Could be that I am impatient, or could be that I am only spraying the top 1/3 of the grass that is exposed (groundcover that I am trying to save covers the rest). I did spray the ground cover in a couple places and it killed that pretty good. Recently I sprayed some mint and some other random plants and it seems to be working well on them.

I think probably the Roundup is working fine, but I am not very patient. I thought that roundup worked in hours and apparently that is wrong information, it works over time but not right away. That's fine, just good for me to know.

I'm new to the managing plant growth and herbicide application. It's something new and fun, but of course, I'm taking great measures to stay safe wearing my PPE, etc.

John Mc

As mentioned earlier, if you are using the 50% concentrate, you may need to add a surfactant for it to be effective in a foliar spray. (The surfactant helps the glyphosate penetrate the surface of the leaf.)
If the only tool you have is a hammer, you tend to see every problem as a nail.   - Abraham Maslow

YellowHammer

On my crops, I may not see a significant result in a week, death in two. 
 
YellowHammerisms:

Take steps to save steps.

If it won't roll, its not a log; it's still a tree.  Sawmills cut logs, not trees.

Kiln drying wood: When the cookies are burned, they're burned, and you can't fix them.

Sawing is fun for the first couple million boards.

Be smarter than the sawdust

bigtrees

Quote from: John Mc on June 11, 2019, 01:27:05 PM
As mentioned earlier, if you are using the 50% concentrate, you may need to add a surfactant for it to be effective in a foliar spray. (The surfactant helps the glyphosate penetrate the surface of the leaf.)
Good point.

btulloh

The label information will have a chart showing what concentration is required for specific weeds.  It can vary greatly.  There is also a category on there for SPOT SPRAYING that will have a concentration specifically for use in pump sprayers that is sort of compromise on the concentration.  This works well in general but may not be sufficient for tougher species.  There is no one size fits all.  The label will also mention "spray-to-wet" which means that typically the whole plant needs to be wetted with the spray.

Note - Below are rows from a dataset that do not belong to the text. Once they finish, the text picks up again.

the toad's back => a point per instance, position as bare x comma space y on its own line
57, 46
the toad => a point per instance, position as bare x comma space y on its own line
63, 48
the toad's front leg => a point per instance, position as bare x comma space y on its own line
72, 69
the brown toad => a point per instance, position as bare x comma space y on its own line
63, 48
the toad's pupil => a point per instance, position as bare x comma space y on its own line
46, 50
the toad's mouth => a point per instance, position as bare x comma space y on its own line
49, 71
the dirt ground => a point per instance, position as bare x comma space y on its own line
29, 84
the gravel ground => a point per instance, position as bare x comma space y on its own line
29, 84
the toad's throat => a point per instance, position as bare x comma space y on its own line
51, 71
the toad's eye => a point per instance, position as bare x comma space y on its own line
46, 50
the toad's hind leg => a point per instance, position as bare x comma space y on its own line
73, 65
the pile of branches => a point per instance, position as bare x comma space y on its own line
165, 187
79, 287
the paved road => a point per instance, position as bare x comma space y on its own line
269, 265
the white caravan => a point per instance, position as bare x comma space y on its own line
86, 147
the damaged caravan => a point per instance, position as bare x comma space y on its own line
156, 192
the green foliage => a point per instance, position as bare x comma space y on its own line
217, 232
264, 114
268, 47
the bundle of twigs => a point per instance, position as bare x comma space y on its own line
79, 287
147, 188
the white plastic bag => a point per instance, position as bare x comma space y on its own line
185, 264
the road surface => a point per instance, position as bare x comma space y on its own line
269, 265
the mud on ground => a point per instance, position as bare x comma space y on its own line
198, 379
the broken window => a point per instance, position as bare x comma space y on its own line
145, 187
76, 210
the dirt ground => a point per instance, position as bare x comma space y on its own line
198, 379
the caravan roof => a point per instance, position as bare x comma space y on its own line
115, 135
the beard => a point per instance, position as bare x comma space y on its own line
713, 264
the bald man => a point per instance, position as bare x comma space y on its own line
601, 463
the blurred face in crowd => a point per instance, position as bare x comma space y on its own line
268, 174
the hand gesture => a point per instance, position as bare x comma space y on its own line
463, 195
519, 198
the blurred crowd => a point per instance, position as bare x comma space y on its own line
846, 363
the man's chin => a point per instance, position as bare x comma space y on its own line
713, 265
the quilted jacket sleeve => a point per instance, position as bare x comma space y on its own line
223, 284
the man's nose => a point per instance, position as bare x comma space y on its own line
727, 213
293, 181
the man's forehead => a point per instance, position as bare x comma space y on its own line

ONE IMPORTANT THING TO NOTE:  Now the term ROUNDUP on a label can mean almost anything these days.  It has become a generic trade name by Bayer meaning "something to kill weeds, or possibly insects, or maybe contains fertilizer also".  So a discussion about "Roundup" is different than a discussion about glyphosate.

Read and follow the label for the product you are using, even though it is twenty pages of 4-point type (or smaller).  Get the pdf from the company if, like me, you can't read  the fine print.

The concentration you mentioned for starting sounds a little weak for general spot spraying, but I don't have the label for the product you're using.

Like YH said: visible signs in a week, dead in two weeks (for GLYPHOSATE)

Good luck, stay safe, and read the whole label.


HM126

Woodpecker52

On my open fields I cut them one time at the end of winter to knock back volunteer persimmon other than that the plants are for the birds, bees and butterflies  and fawns.  I NEVER would even consider roundup.  I do not even cut down dead trees since they are used by the woodpeckers and I have pileated ones all over my property.  I remember when you could hear the sound of bobwhite quail all over the countryside I have not heard them in about 10 years some say its because of fire ants and lack of cover from excessive mowing, clean farming etc.  I just think it is sad and at least I can give the animals under my stewartship  a wild unkept place to exist hoping to hear that bob white call again.